Summary: Offsite backup/system
Product: sourceware Reporter: Mark Wielaard <mark>
Component: InfrastructureAssignee: overseers mailing list <overseers>
Status: NEW ---    
Severity: normal CC: fche
Priority: P2    
Version: unspecified   
Target Milestone: ---   
Host: Target:
Build: Last reconfirmed:

Description Mark Wielaard 2022-10-02 21:39:34 UTC
Sourceware currently has a life backup system (running in the same rack as the main machine) that could take over the main server if it goes down. But we don't have a full offsite backup system (even though most project data is mirrored in various places).

We should make a plan and budget for having a full system backup offsite. How much data changes per hour/day which needs to be stored offsite. And write up procedures for how to (re)create a life system from that in case of emergency.
Comment 1 iank 2022-10-03 04:18:58 UTC
mark at klomp dot org via Overseers <overseers@sourceware.org> writes:

> https://sourceware.org/bugzilla/show_bug.cgi?id=29644
>
>             Bug ID: 29644
>            Summary: Offsite backup/system
>            Product: sourceware
>            Version: unspecified
>             Status: NEW
>           Severity: normal
>           Priority: P2
>          Component: Infrastructure
>           Assignee: overseers at sourceware dot org
>           Reporter: mark at klomp dot org
>   Target Milestone: ---
>
> Sourceware currently has a life backup system (running in the same rack as the
> main machine) that could take over the main server if it goes down. But we
> don't have a full offsite backup system (even though most project data is
> mirrored in various places).
>
> We should make a plan and budget for having a full system backup offsite. How
> much data changes per hour/day which needs to be stored offsite. And write up
> procedures for how to (re)create a life system from that in case of emergency.

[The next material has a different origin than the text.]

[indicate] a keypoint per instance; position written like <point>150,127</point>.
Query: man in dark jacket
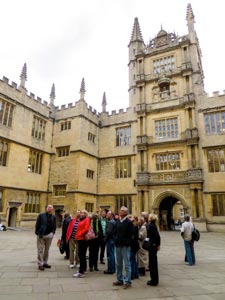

At the FSF, we do nightly backups to a physical machine we run with all
free software including the bios, and monthly backups to tape that are
manually stored offline in a separate location for disaster recovery. I
bet we have plenty of storage room to backup sourcware's data too (how
much are we talking?). I presume it would make sense to allow the
sourceware servers to write and read backups, but not delete them
without a human being involved.

Note: I think the right term is "live system" instead of "life system".
Comment 2 Frank Ch. Eigler 2022-10-03 16:37:13 UTC
Due to an rsyncd setup in effect on sourceware, it is possible to read-only rsync the entire corpus of sourceware data to an off-site backup volume.  In fact I have such a thing going as we speak, and <2TB of live data updates within an hour or so.  (It's comforting that the system does not store confidential data, so user privacy is not seriously at risk.)

I'll experiment with a local VM restore and report & write up a SOP on the sourceware-wiki, at which point I think we're done.
Comment 3 Mark Wielaard 2022-10-06 17:40:45 UTC
Another option (or maybe a second backup) might be the OSUOSL Backups service
https://osuosl.org/services/hosting/details/#backups

  Backups

  This service is to be used for disaster recovery rather than data recovery,
  meaning we keep backups for a limited period of time (usually long enough to
  provide a couple of full data sets that can be used to rebuild a server as
  opposed to recovering files from long ago). We currently utilize rdiff-backup
  for file storage backups and a variety of other tools for database backups.